Investors can make a tidy return from rental income alone. You see a total contrast from the bubble years, when people were betting home values would always go up. Today, any gains from higher prices are just a bonus.

Of course, not everyone is on board.

Home values are not the bargain they once were. Higher interest rates could crimp gains.

Like I said, who can say what’s coming next? Nobody likes higher rates. But if you keep your debt load light, you shouldn’t lose too much sleep. New policies out of the White House will swing prices one way or another, but this is hardly an argument against a long-term buy and hold approach.

What boggles my mind are the number of people who swore off homeownership after the 08′ bust. You see daily headlines like “It’s Financial Suicide To Own a House” and “7 Reasons Why Buying A Home Is a Terrible Idea.” Real estate, they’ll argue, is just too risky.

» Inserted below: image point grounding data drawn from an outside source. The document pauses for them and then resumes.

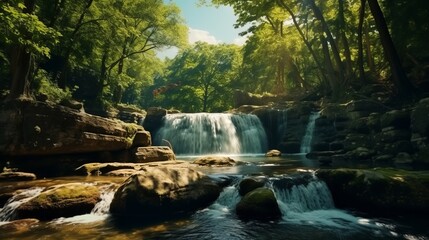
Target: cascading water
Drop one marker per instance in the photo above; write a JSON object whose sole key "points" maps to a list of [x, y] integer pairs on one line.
{"points": [[306, 140], [8, 211], [211, 133]]}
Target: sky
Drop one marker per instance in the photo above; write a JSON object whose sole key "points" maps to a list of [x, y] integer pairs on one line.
{"points": [[207, 24]]}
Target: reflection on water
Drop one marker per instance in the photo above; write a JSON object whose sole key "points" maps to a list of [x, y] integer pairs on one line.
{"points": [[308, 211]]}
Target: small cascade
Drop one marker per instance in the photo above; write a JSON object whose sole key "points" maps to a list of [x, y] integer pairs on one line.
{"points": [[303, 198], [8, 211], [211, 133], [306, 140], [98, 213], [107, 194]]}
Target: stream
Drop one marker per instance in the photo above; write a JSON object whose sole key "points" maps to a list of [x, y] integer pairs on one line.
{"points": [[308, 211]]}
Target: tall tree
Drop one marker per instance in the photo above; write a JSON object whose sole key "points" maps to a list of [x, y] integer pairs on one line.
{"points": [[403, 86]]}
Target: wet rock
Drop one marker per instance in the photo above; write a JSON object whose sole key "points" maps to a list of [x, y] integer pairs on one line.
{"points": [[399, 119], [162, 192], [419, 118], [216, 161], [17, 176], [273, 153], [379, 191], [290, 147], [64, 200], [153, 120], [259, 204], [142, 139], [249, 184], [22, 225], [39, 128], [154, 154], [365, 105]]}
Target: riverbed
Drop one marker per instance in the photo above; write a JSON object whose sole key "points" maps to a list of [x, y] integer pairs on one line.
{"points": [[308, 212]]}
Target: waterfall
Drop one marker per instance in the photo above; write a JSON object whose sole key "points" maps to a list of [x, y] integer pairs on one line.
{"points": [[8, 210], [305, 197], [306, 140], [211, 133]]}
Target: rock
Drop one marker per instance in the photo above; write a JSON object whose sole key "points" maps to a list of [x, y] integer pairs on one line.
{"points": [[403, 158], [399, 119], [365, 105], [259, 204], [273, 153], [39, 128], [73, 104], [290, 147], [419, 118], [379, 191], [163, 191], [142, 139], [64, 200], [360, 153], [154, 154], [153, 120], [17, 176], [249, 184], [215, 161], [22, 225]]}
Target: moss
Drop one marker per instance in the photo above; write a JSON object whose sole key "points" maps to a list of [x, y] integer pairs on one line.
{"points": [[381, 190]]}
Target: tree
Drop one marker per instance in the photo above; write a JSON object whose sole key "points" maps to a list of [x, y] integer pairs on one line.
{"points": [[403, 86], [201, 75], [25, 37]]}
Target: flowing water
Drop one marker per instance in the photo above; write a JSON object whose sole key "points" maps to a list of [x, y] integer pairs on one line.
{"points": [[308, 211], [305, 202], [212, 133], [308, 137]]}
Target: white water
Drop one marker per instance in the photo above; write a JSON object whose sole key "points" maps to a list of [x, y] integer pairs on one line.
{"points": [[306, 140], [8, 210], [212, 133], [100, 211]]}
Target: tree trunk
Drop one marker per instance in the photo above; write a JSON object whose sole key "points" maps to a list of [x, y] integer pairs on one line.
{"points": [[360, 41], [403, 85], [21, 63], [336, 54], [347, 53]]}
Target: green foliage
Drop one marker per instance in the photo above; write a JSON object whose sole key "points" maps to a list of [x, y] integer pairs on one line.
{"points": [[25, 29], [46, 87]]}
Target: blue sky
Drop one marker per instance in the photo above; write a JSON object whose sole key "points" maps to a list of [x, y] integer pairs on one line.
{"points": [[207, 24]]}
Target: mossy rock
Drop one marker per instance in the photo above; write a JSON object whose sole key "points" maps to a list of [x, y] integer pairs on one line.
{"points": [[65, 200], [249, 184], [260, 204], [382, 191]]}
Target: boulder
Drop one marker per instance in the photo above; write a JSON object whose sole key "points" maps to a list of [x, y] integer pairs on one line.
{"points": [[17, 176], [216, 161], [142, 139], [379, 191], [153, 120], [399, 119], [64, 200], [154, 154], [419, 118], [163, 191], [259, 204], [273, 153], [249, 184], [19, 226], [38, 128], [365, 105], [290, 147]]}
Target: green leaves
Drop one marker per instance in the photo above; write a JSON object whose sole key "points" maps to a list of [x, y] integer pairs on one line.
{"points": [[26, 30]]}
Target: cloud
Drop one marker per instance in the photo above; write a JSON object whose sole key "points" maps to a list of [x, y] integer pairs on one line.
{"points": [[196, 35]]}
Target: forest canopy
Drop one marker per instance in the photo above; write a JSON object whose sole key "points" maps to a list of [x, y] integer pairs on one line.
{"points": [[104, 52]]}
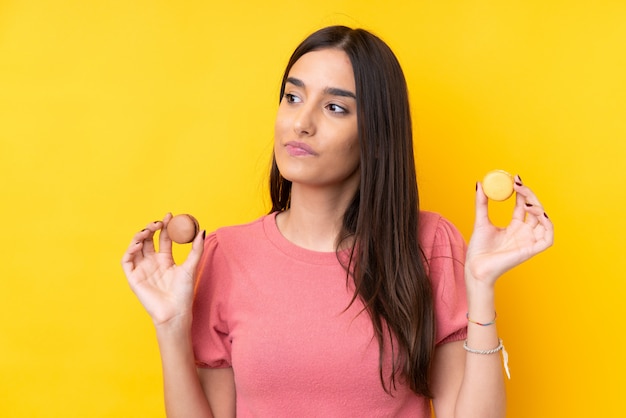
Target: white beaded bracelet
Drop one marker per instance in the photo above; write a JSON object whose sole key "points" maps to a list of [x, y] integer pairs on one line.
{"points": [[500, 347], [474, 351]]}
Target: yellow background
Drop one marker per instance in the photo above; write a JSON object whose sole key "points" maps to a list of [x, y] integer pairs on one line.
{"points": [[113, 113]]}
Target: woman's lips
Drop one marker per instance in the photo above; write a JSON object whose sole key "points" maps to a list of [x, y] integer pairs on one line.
{"points": [[298, 149]]}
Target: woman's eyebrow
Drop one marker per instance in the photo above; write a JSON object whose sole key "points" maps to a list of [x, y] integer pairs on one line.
{"points": [[333, 91]]}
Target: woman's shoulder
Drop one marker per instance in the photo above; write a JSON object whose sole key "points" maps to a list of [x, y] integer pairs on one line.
{"points": [[437, 232], [238, 235]]}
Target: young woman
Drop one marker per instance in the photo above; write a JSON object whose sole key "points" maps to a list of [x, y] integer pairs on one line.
{"points": [[346, 300]]}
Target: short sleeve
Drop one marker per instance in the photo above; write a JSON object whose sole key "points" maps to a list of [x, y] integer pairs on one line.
{"points": [[209, 329], [445, 257]]}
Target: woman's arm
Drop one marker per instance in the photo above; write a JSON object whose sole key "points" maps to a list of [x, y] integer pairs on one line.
{"points": [[166, 292], [471, 384]]}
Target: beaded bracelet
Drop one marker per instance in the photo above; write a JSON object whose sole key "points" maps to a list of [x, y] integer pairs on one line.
{"points": [[500, 347], [480, 323]]}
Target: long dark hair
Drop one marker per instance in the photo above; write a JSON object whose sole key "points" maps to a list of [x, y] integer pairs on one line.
{"points": [[386, 262]]}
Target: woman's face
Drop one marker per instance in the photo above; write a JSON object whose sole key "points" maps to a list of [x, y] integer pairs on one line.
{"points": [[316, 140]]}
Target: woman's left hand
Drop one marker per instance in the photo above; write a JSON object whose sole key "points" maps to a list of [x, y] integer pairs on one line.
{"points": [[493, 250]]}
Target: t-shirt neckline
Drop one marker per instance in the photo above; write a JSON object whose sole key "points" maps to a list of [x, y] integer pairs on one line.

We’re a long way from 2006. Owning, though, makes far more sense when you’re talking about double-digit rental yields. With tenants forking over up to half of their income on rent, I’d rather be on the other side of the deal.

In many ways, such shell shock resembles the “dot-com” crash in the early 2000s. Through the following years, investors avoided any and all tech stocks. Because memories of the bubble were still fresh in their minds, people missed huge gains in names like Apple Inc. (NASDAQ:AAPL), Alphabet Inc (NASDAQ:GOOGL), and Amazon.com, Inc. (NASDAQ:AMZN).

Me personally, I’ve kept my money in real estate investment trusts (REITs). These public firms allow you to collect monthly rental income without dealing with tenants. With a click of the mouse, you can become a partner with a professional landlord. The top residential REITs pay out yields of up to seven percent.

The Bottom Line on Rental Properties

Bottom line, I may or may not be right on home values. Regardless, real estate gushes cash flow right now. And given the number of stories like Dan’s floating around, investing in rental properties might be the best place to park wealth.